2006 SAAB 9-3 2.0T 2.0L turbo from North America
Safe and fun car to drive
Before 1,000 miles, there were two incidents of engine almost stalling for 1 or 2 seconds while waiting at traffic lights. Nothing happened, and it never happened again. Possibly due to the run-in period.
At ~1,500 miles, one headlight seemed to have malfunctioned for a split second, and SID (Saab Information Display) informed me about it. Never happened again.
The alarm sporadically sounds off when I unlock only the trunk (and nothing else) and open the trunk lid. I have to unlock door(s) in order to turn it off. Later the SID would show me about that, which I already knew. I brought my car into the dealer twice (when I had oil changes at 10,000 and 20,000 miles services) to try to get this fixed, but the dealer failed to help and fix this problem.
The automatic door locks do not behave the way I preferred, and I requested help from dealer during my oil change appointments, but the issue still exists. I am not sure if this is by design (hopefully not), but it seems like the in-car computer (BCU?) is really hard to configure. I want the remote control to unlock driver's side door after pressing once on the unlock key and all doors after pressing the unlock key twice. (This used to work fine.) I also want to have all doors locked after I start driving the car, and when the car reaches a certain speed, and this has been configured as preferred (although it seems like the locking is triggered by RPM more than speed). In addition, I would like all doors to be unlocked when I turn off the engine and remove the key. This caused me to leave my car with the dealer for three days (one day to diagnose if the BCU (?) is malfunctioning and sending unlock signal to only driver's side of door, and two days to replace the BCU and reconfiguration). Now it works fine, but the unlock door remote control key does not work the way I want. It opens all doors now.

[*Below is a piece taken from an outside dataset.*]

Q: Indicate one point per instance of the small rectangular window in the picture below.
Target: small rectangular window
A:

As mentioned by the survey "Multi-cultural Swedish performance", there is a very minor rattle noise at driver's side happening once in a while. I think it might be caused by the airbag (inflatable curtain).
I fell in love with Saab since 1995 when I first drove a 1988 Saab 900 Turbo in winter time. Driving on snow with it is like driving on regular pavement. I test drove a 2003 or 2004 Saab 93 convertible and loved the powertrain, so I started paying attention to it until I finally can afford it in 2006.

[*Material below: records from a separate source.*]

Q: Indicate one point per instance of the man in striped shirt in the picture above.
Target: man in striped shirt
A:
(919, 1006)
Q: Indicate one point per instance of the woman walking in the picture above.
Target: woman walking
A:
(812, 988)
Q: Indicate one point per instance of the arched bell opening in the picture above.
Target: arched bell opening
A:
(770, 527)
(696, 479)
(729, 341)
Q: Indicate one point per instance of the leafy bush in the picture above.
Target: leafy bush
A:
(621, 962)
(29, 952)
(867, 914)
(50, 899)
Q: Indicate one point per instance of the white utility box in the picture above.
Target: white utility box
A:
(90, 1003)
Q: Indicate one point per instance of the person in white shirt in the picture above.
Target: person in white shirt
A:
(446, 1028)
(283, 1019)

After I finally had it in 2006, I was having some difficult time getting used to it at first. The sudden power supply when passing in heavy traffic almost gave me an accident because I didn't realize it is so fast without realizing the turbo lag on this car is not obvious.
This is a very potent car for commuting. My routes to work involves uphills and downhills, and it handles with absolute ease. No sign of struggle at all.

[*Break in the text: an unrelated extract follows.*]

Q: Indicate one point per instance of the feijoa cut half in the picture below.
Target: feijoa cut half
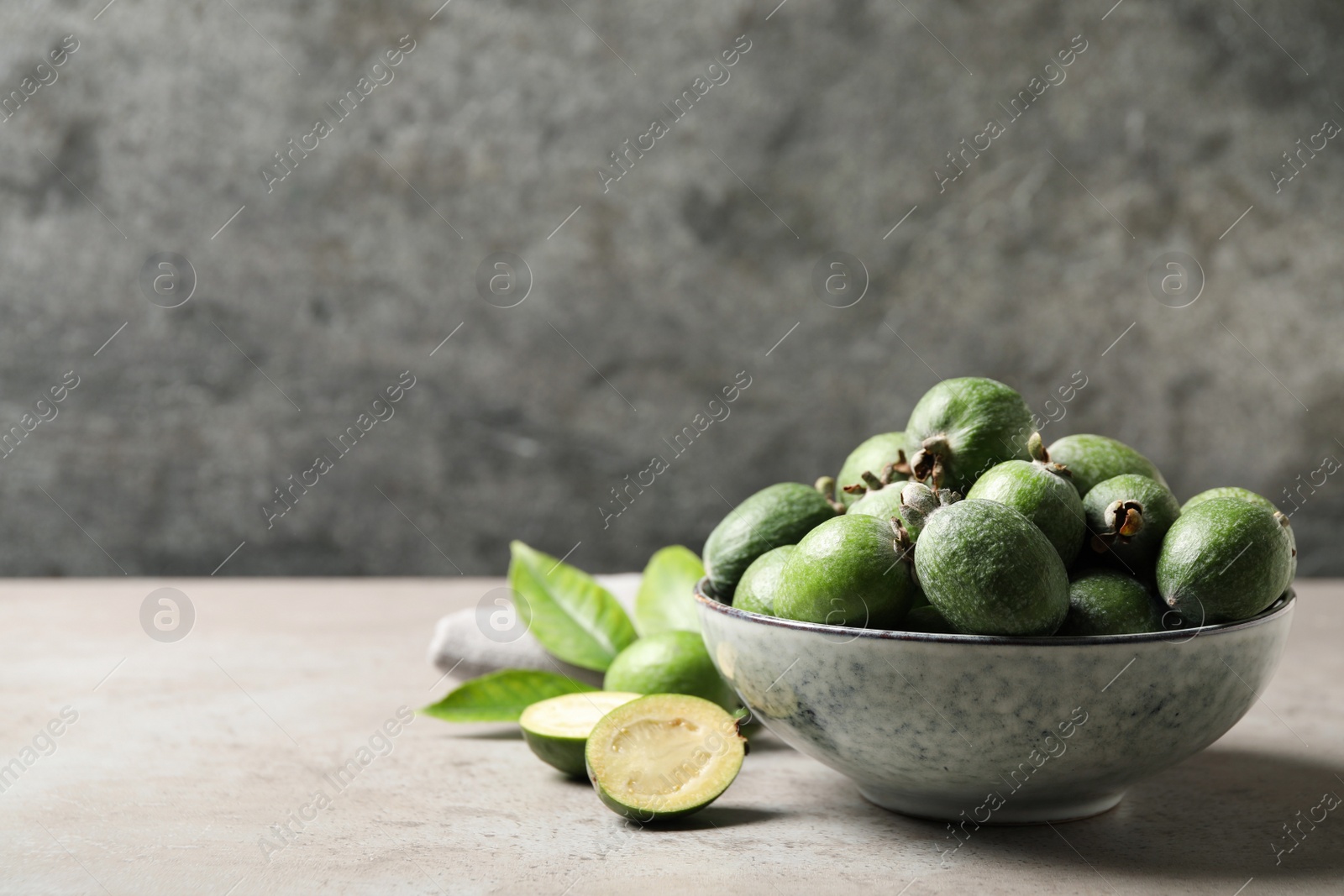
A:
(663, 757)
(558, 728)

The braking system is one of the best about this car. It brakes so smoothly, quietly and rapidly that you will tend not to hit the brakes until the last moment. Although the front rotors are much larger than the rear ones, there are much more braking dust in the rear than in the front. I asked about this of the dealer, and they just told me this car is designed this way. Unless the material is used differently for the front and rear brakes, I don't understand how this is done. I would be really interested in knowing the philosophy of this design.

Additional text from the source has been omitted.